La historia de las relaciones entre Cuba y Estados Unidos, sobre todo a partir de 1959, demuestra que el diálogo es posible, y preferible, a la hostilidad. La cercanía geográfica y cultural de los dos pueblos estableció vínculos tan fuertes que ningún extremo político ni apetencia hegemónica ha podido desarraigar.
Frente a esa realidad, el bloqueo económico, comercial y financiero de la potencia norteña contra un pequeño y subdesarrollado país es una torpe demostración de fuerza. Lo que el Gobierno de EE. UU. denomina embargo en realidad es refugio, escudo al que apelan algunos de sus políticos cuando arrecia el chantaje de esa parte de la comunidad cubanoamericana que ha convertido el diferendo, los castigos y sanciones, en fuente de jugosas ganancias.
Si el Gobierno estadounidense impide los viajes, algún “pillo” inventa agencias que por “nuevos precios” gestiona alguna de las licencias específicas, las visas, y hasta las reservas de avión; si se suspenden las operaciones de las principales aerolíneas, diseñan vuelos chárteres; si prohíben los envíos de dinero a través de canales oficiales como la Western Union, ofrecen el servicio de forma privada a cambio de altos y especulativos intereses… Ejemplos sobran a lo largo de seis décadas.
Al calor del más trascendente acercamiento entre las dos naciones, los estudiosos William M. Leogrande y Peter Kornbluh escribieron el libro Diplomacia encubierta con Cuba. Historia de las negociaciones secretas entre Washington y La Habana.
El texto, prologado para la edición cubana (Ciencias Sociales, 2016) por Ricardo Alarcón de Quesada, sistematiza hechos, documentos, reuniones, intercambios, visitas, comunicados… que revelan los auténticos anhelos de normalizar los vínculos y también las miserias humanas que otros disfrazan de ideales democráticos y libertarios.

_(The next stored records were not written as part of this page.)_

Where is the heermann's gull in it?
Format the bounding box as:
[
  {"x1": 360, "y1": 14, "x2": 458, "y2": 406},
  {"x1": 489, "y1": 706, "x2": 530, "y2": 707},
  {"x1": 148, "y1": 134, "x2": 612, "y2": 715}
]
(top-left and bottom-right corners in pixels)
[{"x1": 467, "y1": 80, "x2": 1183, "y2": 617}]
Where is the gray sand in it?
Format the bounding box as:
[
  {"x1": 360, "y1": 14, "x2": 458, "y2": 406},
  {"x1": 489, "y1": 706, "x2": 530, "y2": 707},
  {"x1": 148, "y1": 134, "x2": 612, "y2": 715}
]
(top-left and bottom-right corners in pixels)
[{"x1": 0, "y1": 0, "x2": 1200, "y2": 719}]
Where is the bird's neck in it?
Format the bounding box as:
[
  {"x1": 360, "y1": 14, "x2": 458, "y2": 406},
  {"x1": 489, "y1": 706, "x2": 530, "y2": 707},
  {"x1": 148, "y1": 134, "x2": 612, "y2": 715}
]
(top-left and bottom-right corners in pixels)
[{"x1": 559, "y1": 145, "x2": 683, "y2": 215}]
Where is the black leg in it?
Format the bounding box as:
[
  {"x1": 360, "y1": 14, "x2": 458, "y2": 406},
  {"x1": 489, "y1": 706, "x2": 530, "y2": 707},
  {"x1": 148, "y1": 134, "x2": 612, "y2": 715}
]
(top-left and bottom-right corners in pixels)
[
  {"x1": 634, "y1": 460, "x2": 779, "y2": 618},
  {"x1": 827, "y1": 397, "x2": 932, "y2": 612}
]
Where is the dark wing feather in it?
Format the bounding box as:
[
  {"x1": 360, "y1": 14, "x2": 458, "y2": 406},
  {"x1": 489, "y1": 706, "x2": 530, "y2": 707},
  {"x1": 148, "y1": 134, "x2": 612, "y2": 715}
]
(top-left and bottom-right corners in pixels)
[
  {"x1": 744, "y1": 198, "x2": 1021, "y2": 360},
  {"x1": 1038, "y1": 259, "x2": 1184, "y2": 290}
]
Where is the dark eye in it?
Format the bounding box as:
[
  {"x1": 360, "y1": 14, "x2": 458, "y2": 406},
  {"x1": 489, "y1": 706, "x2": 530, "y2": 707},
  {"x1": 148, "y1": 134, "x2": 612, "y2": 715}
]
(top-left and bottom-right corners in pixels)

Entre las conclusiones más osadas de los intelectuales estadounidenses, a mi modo de ver, destaca la tesis de que los pasos graduales no cambian los cimientos de la relación y, por lo tanto, se pueden revertir fácilmente: “Ford eliminó el embargo al comercio con Cuba por parte de filiales de corporaciones estadounidenses afincadas en terceros países, pero la Ley para la Democracia Cubana de 1992 (Ley Torricelli) lo volvió a imponer. Carter eliminó la prohibición de viajar hacia Cuba, pero Reagan la volvió a imponer. Clinton redujo las restricciones a los intercambios pueblo a pueblo, pero George W. Bush las volvió a imponer. Obama las redujo de nuevo y de inmediato se enfrentó a los esfuerzos del Congreso por reimponerlas”, afirman.
Cualquier presidente de los EE. UU. que considere normalizar las relaciones con La Habana tendrá que pagar el precio político que le impondrá el Congreso de la Florida, tercer estado más poblado de los 50 que conforman la unión, con más de 19 millones de habitantes, dos senadores, 27 representantes, y donde radica la mayor parte de esa mafia cubanoamericana que vive del bloqueo.
El actual presidente Joe Biden parece esquivo ante semejante factura. Durante la campaña prometió que daría marcha atrás a los excesos de su predecesor Donald Trump, pero a cinco meses de gestión podríamos hablar de apenas dos acciones: reiterar que el tema Cuba “se está evaluando” y colocar a la nación en la lista de los que “no cooperan en la lucha contra el terrorismo”.
El próximo 23 de junio la Mayor de las Antillas volverá a pararse ante la Asamblea General de Naciones Unidas para, con la fuerza de su dignidad, reclamar el fin de un bloqueo que nunca debió existir.